33. Methods of solution of MPD: RL#

Introduction
  • model-free / model-based

  • on-policy / off-policy

  • online / offline

  • tabular / function approximation

  • value-based / policy-based / actor-critic

Two main goals of methods in RL:

These two tasks usually rely on two processes: evaluation and improvement. Evaluation stage provides the perfomance of a given policy usually in terms of value functions. Improvement aims at finding a new policy with better performance.

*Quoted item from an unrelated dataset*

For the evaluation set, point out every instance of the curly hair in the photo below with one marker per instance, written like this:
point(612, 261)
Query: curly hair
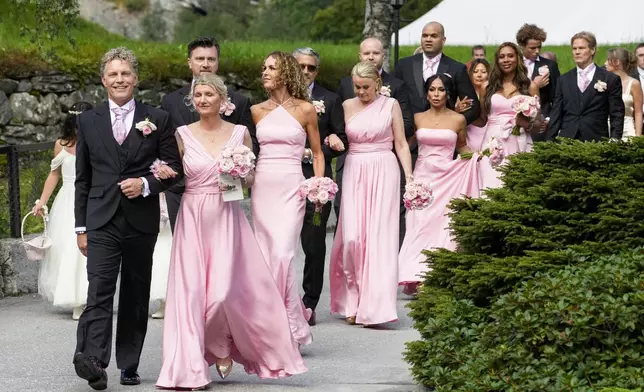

Prediction involves only the evaluation step, while control usually involves an iteration over alternate evaluation and improvement processes.

33.1. Evaluation#

33.1.1. Monte-Carlo RL#

  • model-free, learn from experience of complete episodes ((-) no bootstrapping)

  • uses empirical mean return, instead of expected value

  • first-visit MC (unbiased estimator) / every-visit MC (biased estimator)

First-visit MC

Initialize: \(\pi\) policy to be evaluated; \(V\) arbitrary state-value function, \(R(s)\) empty list of returns

Loop until convergence or stopping criterion

  • generate an episode using \(\pi\)

    • for each state \(s\) in the episode:

      • evalaute and append the return \(r(s)\) following the first occurrence of \(s\) to the list of \(R(s)\)

      • update \(V(s) = \text{average}(R(s))\)

Every-visit MC

Initialize: \(\pi\) policy to be evaluated; \(V\) arbitrary state-value function, \(R(s)\) empty list of returns

Loop until convergence or stopping criterion

  • generate an episode using \(\pi\)

    • for each state \(s\) in the episode:

      • for each occurrence of state \(s\) in the episode:

        • evaluate and append the return \(r(s)\) following the occurrence of \(s\) to the list of \(R(s)\)

        • update \(V(s) = \text{average}(R(s))\)

Using incremental mean update

\[\begin{split}\begin{aligned} \mu_{N+1} & = \frac{x_1 + \dots + x_N + x_{N+1}}{N+1} = \\ & = \frac{x_1 + \dots + x_N}{N} \frac{N}{N+1} + \frac{x_{N+1}}{N+1} = \\ & = \frac{N}{N+1} \mu_{N} + \frac{1}{N+1} x_{N+1} = \\ & = \mu_{N} + \frac{1}{N+1} \left( x_{N+1} - \mu_{N} \right) \end{aligned}\end{split}\]

Incremental update of the average of the value function reads

\[V_{k}(s) \leftarrow V_{k-1}(s) + \frac{1}{k} \left( v_k - V_{k-1}(s) \right) \ ,\]

with \(v_k\) the return of state \(s_k\).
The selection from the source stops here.